ПРИМЕР ТОГО, ЧТО Я ПРОБОВАЛ

 
content = soup.find('div', {'class' : "post-content"})

article = ''
for letter in content.findAll("a"):
    print(letter.text)
  

пожалуйста, помогите, я, честно говоря, не знаю, как получить ссылки, известные как значение «href», поскольку я только что попробовал использовать BeautifulSoup сегодня

Ответ №1:

Чтобы распечатать все ссылки на странице, вы можете попробовать это:

 [print(letter['href']) for letter in soup.find_all("a")]
  

Вывод:

 https://news.abs-cbn.com/ancx/culture/music/10/30/20/the-smokey-mountainthirty-years-after
https://news.abs-cbn.com/ancx/culture/music/10/30/20/the-smokey-mountainthirty-years-after
/news/11/01/20/typhoon-rolly-batters-southern-luzon
news/11/01/20/typhoon-rolly-batters-southern-luzon
/business/11/01/20/typhoon-rolly-knocks-out-power-in-bicol-parts-of-calabarzon
business/11/01/20/typhoon-rolly-knocks-out-power-in-bicol-parts-of-calabarzon
/news/11/01/20/ph-virus-tally-now-at-383113-as-2396-new-cases-confirmed
news/11/01/20/ph-virus-tally-now-at-383113-as-2396-new-cases-confirmed
/sports/11/01/20/ahead-of-resumption-of-games-pba-players-test-negative-for-covid-19
sports/11/01/20/ahead-of-resumption-of-games-pba-players-test-negative-for-covid-19
/sports/11/01/20/sportsman-turned-spy-why-sean-connery-chose-james-bond-over-manchester-united
sports/11/01/20/sportsman-turned-spy-why-sean-connery-chose-james-bond-over-manchester-united
  

На веб-сайте также есть ссылки на несколько изображений.

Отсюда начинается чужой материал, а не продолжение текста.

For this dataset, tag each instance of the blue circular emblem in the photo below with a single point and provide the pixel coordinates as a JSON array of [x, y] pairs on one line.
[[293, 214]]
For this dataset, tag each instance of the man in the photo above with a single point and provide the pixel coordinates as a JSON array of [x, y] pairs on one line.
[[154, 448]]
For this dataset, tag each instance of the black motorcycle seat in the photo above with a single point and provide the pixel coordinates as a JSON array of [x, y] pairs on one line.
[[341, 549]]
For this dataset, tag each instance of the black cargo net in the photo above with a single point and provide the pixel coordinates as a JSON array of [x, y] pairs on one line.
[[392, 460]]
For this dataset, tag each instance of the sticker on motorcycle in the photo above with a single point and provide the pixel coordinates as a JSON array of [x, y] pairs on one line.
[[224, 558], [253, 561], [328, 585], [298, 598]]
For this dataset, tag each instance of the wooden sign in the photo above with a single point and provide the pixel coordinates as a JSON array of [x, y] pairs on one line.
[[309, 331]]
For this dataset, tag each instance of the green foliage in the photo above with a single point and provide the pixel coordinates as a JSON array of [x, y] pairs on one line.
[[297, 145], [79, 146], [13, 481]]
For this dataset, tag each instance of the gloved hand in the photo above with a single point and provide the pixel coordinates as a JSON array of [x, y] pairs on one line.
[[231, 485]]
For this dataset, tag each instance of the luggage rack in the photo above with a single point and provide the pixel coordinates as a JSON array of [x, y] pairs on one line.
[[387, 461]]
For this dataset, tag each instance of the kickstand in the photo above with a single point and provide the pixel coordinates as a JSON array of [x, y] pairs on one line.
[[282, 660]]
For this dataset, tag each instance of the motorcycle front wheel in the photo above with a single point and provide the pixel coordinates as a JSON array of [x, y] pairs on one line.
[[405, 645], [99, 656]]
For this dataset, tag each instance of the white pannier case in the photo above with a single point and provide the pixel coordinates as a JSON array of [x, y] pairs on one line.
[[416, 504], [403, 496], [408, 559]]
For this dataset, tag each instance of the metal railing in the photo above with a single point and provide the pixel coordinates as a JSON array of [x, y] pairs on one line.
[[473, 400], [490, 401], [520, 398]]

Если вы также хотите их распечатать, вы можете добавить эту строку в свой код:

 [print(img['src']) for img in soup.find_all('img')]
  

Вывод:

 https://sa.kapamilya.com/absnews/abscbnnews/media/ancx/culture/2020/84/1sm_medium_thumbnail.jpg
https://sa.kapamilya.com/absnews/abscbnnews/media/2020/news/11/01/20201101-south-luzon-rolly-lucenapolice_medium_thumbnail.jpg
https://sa.kapamilya.com/absnews/abscbnnews/media/2020/news/11/01/20201101-typhoon-rolly-cagsawa-amiraflor_medium_thumbnail.jpg
https://sa.kapamilya.com/absnews/abscbnnews/media/2020/news/07/11/coronavirus-covid-generic_medium_thumbnail.jpg
https://sa.kapamilya.com/absnews/abscbnnews/media/2020/news/10/11/pba_medium_thumbnail.jpg
https://sa.kapamilya.com/absnews/abscbnnews/media/2020/afp/11/01/20201101-seanconnery-ronaldinho-afp_medium_thumbnail.jpg
  

Комментарии:

1. УХ ты! Можете ли вы поддержать мой ответ и принять его как лучший ответ? Спасибо!

Ответ №2:

Вы можете использовать .get('href') :

 content = soup.find('div', {'class' : "post-content"})

article = ''
for letter in content.find_all("a"):
    print(letter.get('href'))
  

Комментарии:

1. Он напечатал только одну из ссылок, но пока все работает хорошо. Есть идеи, как распечатать их все?